IDIEP-55
Author
Sponsor
Created

  

Status

ACTIVE

Motivation

The current approach for Ignite configuration was formed a long time ago (originally inherited from GridGain during the project donation) and has several disadvantages that manifested themselves over time as project gained more usage across different users. There are several orthogonal aspects that need to be addressed.

Configuration representation

Ignite relies on POJO classes as a primary configuration form. At the same time, configuration objects embed pieces of executable code (SPIs, Ignite services, continuous query listeners, etc) which makes a configuration instance non-portable and hard to serialize: an instance of configuration cannot be deserializaed without custom user classes; an instance of configuration cannot be reused for starting two Ignite nodes (one need to make sure different nodes have different SPI instances).

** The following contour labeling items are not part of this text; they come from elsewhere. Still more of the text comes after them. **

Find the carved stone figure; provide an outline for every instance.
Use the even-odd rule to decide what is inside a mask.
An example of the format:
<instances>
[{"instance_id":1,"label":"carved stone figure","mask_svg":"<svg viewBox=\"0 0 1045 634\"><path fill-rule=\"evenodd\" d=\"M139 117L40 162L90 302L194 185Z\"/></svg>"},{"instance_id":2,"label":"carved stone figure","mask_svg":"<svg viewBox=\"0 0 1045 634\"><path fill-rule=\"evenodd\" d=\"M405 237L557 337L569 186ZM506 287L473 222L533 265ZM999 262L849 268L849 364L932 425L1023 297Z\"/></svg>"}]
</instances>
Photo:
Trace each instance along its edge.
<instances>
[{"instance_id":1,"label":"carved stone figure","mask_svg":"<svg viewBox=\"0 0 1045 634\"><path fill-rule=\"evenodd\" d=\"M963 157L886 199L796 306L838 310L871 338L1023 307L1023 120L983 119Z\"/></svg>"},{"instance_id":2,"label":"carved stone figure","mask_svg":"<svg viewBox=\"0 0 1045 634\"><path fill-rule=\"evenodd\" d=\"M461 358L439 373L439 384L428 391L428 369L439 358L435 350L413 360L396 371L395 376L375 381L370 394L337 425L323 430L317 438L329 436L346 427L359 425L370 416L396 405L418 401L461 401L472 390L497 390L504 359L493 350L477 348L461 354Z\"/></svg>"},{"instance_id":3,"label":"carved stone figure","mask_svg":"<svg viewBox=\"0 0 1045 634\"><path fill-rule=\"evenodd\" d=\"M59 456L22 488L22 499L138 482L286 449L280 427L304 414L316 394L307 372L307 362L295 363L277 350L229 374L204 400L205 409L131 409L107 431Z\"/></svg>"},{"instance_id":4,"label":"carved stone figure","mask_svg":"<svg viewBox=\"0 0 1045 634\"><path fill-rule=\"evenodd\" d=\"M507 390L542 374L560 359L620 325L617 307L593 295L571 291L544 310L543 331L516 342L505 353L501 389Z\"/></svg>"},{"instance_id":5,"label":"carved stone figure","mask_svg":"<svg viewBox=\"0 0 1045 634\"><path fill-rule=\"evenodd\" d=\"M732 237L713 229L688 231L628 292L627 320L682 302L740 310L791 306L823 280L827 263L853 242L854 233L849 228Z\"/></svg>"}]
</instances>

Configuration files usability

Ignite uses Spring to translate configuration files to the POJO instances consumed by the library, which brings additional disadvantages. It brings a dependency for a third-party IoC library for a simple task of configuration file parsing. Spring syntax is verbose and unfamiliar to other platforms developers (C#, nodejs, C++). As an example, independent configuration objects for platforms makes it impossible to have a single configuration file, which forces Ignite to reference a Spring configuration file from C# configuration.

Config files and runtime configuration changes duality

With the addition of Ignite native persistence and introduction of runtime configuration changes (dynamic caches, dynamic indexes and columns) the configuration file lost their original semantics which led to scenarios where configuration files contradict the runtime state of the cluster and unpredictable cluster behavior after a restart. For example, if a user executes an ADD COLUMN / DROP COLUMN statement, the configuration changes are not reflected neither in QueryEntity configuration object, nor in the configuration file (which is twice as tricky to do for Spring representation). The changes, however, are persisted and preserved after a cluster restart for persistent caches. On the other hand, if a user destroys a cache defined in a configuration file, the destroy succeeds, but the cache will be re-created after a cluster restart.

Such duality makes it extremely hard to introduce runtime configuration changes as it immediately brings contradiction and undefined behavior in the presence of configuration files.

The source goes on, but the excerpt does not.